Sonderpädagogische Diagnostik im Förderschwerpunkt emotionale und soziale Entwicklung
Um eine frühestmögliche und gezielte Förderung zu ermöglichen und Teilhabemöglichkeiten zu sichern bzw. wiederherzustellen, ist eine umfassende und frühzeitige Diagnostik im Förderschwerpunkt emotionale und soziale Entwicklung notwendig.

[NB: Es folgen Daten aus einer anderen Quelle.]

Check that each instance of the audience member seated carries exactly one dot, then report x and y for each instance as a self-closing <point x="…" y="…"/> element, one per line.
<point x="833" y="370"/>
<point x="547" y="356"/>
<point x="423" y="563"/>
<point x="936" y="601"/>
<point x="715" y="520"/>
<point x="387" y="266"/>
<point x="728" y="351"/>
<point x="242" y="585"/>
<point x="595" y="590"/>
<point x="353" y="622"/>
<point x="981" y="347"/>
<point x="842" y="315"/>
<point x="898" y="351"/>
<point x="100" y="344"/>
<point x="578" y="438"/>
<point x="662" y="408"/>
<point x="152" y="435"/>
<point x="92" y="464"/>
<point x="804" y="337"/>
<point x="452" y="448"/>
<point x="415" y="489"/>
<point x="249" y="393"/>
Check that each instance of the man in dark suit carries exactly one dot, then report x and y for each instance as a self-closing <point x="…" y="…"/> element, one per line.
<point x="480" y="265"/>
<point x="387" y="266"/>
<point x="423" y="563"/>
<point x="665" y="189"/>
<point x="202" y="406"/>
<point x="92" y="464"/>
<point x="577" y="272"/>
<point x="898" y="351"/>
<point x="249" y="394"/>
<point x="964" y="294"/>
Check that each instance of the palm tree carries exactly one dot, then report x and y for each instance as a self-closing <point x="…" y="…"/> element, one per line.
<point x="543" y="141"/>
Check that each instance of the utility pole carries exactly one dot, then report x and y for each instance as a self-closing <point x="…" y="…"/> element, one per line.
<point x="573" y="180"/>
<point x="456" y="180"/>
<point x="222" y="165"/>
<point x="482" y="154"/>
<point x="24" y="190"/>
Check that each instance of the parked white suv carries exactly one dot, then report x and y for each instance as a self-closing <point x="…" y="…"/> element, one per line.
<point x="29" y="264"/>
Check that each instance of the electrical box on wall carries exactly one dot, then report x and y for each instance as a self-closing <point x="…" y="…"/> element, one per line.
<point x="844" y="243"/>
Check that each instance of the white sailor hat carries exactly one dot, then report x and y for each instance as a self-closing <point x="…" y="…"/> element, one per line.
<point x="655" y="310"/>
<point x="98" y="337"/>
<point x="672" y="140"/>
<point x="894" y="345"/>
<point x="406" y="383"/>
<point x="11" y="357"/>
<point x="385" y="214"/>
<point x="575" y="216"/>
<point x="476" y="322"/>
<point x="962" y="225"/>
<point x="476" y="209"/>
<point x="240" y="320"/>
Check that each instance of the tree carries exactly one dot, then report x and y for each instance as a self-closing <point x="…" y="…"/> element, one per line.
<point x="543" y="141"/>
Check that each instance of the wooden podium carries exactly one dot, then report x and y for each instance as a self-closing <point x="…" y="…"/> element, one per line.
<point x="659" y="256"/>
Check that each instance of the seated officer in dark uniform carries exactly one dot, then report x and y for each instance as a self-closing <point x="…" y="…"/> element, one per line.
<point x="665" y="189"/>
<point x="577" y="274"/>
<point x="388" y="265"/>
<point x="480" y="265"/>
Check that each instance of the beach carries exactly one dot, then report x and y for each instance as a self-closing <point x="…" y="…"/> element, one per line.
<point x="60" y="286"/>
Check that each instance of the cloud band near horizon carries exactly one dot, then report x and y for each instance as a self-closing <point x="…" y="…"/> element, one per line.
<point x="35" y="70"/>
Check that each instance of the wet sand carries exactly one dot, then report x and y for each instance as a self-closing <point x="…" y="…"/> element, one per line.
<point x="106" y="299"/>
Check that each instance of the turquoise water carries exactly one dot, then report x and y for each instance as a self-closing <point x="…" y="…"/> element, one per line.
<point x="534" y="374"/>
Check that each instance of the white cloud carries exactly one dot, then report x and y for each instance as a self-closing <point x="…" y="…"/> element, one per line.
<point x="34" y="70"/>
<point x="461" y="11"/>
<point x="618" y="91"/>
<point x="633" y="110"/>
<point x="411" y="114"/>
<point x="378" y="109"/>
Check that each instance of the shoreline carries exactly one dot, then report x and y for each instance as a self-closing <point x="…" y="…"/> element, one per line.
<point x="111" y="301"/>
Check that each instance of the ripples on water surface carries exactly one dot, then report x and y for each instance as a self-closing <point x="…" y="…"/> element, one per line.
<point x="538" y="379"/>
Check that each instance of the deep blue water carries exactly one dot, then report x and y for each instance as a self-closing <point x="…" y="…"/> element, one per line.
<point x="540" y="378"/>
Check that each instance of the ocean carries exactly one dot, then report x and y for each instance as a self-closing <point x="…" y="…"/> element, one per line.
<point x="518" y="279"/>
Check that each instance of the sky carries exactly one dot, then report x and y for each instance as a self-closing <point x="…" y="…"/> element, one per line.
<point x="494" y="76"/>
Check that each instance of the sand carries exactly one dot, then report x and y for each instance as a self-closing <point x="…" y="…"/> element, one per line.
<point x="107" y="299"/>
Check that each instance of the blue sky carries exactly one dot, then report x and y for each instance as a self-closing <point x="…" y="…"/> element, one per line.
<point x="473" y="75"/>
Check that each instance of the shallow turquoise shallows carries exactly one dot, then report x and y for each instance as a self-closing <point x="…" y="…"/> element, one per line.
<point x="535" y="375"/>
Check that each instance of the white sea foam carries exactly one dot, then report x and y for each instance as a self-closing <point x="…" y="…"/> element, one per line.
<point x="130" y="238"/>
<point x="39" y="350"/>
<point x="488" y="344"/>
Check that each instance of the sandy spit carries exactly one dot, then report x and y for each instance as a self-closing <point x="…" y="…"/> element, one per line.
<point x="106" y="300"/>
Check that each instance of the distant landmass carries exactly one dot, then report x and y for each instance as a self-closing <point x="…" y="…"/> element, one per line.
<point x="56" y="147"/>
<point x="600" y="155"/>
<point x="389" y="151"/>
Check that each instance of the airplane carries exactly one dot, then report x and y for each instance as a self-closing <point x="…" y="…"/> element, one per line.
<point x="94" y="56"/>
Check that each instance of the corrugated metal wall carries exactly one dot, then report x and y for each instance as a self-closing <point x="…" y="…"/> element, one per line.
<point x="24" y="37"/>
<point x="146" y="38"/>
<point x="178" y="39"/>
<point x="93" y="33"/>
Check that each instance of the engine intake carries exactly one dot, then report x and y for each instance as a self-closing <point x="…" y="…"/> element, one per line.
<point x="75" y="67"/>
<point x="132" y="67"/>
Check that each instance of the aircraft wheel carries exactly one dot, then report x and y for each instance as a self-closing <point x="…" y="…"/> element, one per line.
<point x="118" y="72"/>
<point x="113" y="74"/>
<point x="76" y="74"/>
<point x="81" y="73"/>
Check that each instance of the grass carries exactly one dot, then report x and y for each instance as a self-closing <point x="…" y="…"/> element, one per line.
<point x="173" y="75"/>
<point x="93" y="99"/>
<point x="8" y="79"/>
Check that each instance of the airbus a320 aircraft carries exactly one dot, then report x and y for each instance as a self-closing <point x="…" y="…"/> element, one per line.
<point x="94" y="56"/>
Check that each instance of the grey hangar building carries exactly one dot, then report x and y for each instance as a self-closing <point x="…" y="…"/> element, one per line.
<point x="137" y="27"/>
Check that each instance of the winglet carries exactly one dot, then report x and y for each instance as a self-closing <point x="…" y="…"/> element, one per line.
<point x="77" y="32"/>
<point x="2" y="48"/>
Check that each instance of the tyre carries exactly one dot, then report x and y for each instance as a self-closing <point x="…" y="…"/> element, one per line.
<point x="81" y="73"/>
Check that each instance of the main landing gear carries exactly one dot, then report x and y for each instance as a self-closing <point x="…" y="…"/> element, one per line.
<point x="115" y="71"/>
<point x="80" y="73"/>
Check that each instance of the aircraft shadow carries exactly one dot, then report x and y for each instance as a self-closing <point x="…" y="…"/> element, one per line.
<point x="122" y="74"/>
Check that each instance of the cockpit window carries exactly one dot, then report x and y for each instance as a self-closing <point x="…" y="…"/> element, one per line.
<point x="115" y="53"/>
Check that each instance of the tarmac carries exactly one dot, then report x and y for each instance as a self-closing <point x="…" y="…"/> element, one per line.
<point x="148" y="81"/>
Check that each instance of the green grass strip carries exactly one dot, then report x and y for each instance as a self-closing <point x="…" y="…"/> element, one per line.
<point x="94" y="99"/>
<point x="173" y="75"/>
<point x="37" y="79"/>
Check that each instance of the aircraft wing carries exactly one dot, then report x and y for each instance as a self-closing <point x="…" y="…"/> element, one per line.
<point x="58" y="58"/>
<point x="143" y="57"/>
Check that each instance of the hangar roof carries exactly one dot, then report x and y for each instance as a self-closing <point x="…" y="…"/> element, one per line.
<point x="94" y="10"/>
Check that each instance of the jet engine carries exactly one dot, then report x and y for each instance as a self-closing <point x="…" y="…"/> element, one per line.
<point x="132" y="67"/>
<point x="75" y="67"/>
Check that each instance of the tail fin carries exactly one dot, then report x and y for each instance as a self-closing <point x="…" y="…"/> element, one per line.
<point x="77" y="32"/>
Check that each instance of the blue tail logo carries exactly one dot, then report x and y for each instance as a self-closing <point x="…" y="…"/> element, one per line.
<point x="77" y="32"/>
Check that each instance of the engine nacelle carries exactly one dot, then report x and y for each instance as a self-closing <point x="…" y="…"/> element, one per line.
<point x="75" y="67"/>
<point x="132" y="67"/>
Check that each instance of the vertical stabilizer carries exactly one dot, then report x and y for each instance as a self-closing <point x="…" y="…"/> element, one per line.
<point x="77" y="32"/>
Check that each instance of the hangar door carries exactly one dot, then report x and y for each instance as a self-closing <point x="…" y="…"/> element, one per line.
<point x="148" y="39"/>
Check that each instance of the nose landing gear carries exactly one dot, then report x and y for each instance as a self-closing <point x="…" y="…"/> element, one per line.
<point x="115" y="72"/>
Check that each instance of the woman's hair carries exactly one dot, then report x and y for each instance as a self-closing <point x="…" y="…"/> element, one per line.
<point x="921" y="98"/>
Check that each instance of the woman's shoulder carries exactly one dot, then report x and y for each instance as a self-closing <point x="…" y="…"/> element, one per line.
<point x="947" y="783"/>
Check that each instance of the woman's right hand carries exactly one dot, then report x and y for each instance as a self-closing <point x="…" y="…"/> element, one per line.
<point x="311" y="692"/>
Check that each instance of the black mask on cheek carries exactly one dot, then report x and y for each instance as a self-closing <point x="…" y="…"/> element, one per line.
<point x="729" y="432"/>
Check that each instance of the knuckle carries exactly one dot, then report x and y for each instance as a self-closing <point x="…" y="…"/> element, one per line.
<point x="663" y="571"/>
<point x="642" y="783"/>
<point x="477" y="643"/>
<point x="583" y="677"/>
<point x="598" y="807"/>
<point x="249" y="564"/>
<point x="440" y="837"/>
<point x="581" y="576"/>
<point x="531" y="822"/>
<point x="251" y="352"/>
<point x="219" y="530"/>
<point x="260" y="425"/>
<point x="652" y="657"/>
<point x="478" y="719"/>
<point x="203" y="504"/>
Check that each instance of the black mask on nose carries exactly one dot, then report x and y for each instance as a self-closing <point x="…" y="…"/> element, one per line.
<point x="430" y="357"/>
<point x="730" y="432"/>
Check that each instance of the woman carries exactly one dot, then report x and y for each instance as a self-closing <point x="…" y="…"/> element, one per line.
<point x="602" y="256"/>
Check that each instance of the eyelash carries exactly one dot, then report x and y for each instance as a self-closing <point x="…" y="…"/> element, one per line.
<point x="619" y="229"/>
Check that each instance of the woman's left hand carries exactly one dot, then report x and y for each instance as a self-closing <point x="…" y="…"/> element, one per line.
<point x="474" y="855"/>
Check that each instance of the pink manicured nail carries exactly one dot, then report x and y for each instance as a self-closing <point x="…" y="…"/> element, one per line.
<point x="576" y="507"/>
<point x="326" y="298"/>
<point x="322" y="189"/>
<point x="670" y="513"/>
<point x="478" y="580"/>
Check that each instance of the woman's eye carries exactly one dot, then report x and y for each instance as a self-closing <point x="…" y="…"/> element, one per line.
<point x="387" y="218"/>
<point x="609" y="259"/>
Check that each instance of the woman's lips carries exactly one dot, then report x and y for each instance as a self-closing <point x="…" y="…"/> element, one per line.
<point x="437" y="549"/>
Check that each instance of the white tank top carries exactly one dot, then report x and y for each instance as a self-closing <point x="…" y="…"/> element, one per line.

Ebenso wie die Beratung sollte die sonderpädagogische Diagnostik im gewohnten Umfeld des Kindes oder Jugendlichen stattfinden. Die Möglichkeit einer Langzeitdiagnostik an einer Förderschule ist nur dann in Betracht zu ziehen, wenn zukünftig die weitere Beschulung an einer Förderschule angebracht scheint.
Eine sonderpädagogische Diagnostik im Förderschwerpunkt emotionale und soziale Entwicklung überprüft auf Grundlage der vorliegenden Daten und Informationen Art und Umfang
- der Auffälligkeiten in den Bereichen Sozialverhalten und Emotionen in seiner Wechselwirkung bei der Umsetzung (vor-)schulischer Anforderungen, bei Gestaltung sozialer Beziehungen und Regulierungsstrategien des eigenen Verhaltens,
- didaktisch-methodischer Angebote und Rahmenbedingungen
und leitet daraus notwendige Förder- und Unterstützungsmaßnahmen sowohl im schulischen als auch im außerschulischen Kontext ab.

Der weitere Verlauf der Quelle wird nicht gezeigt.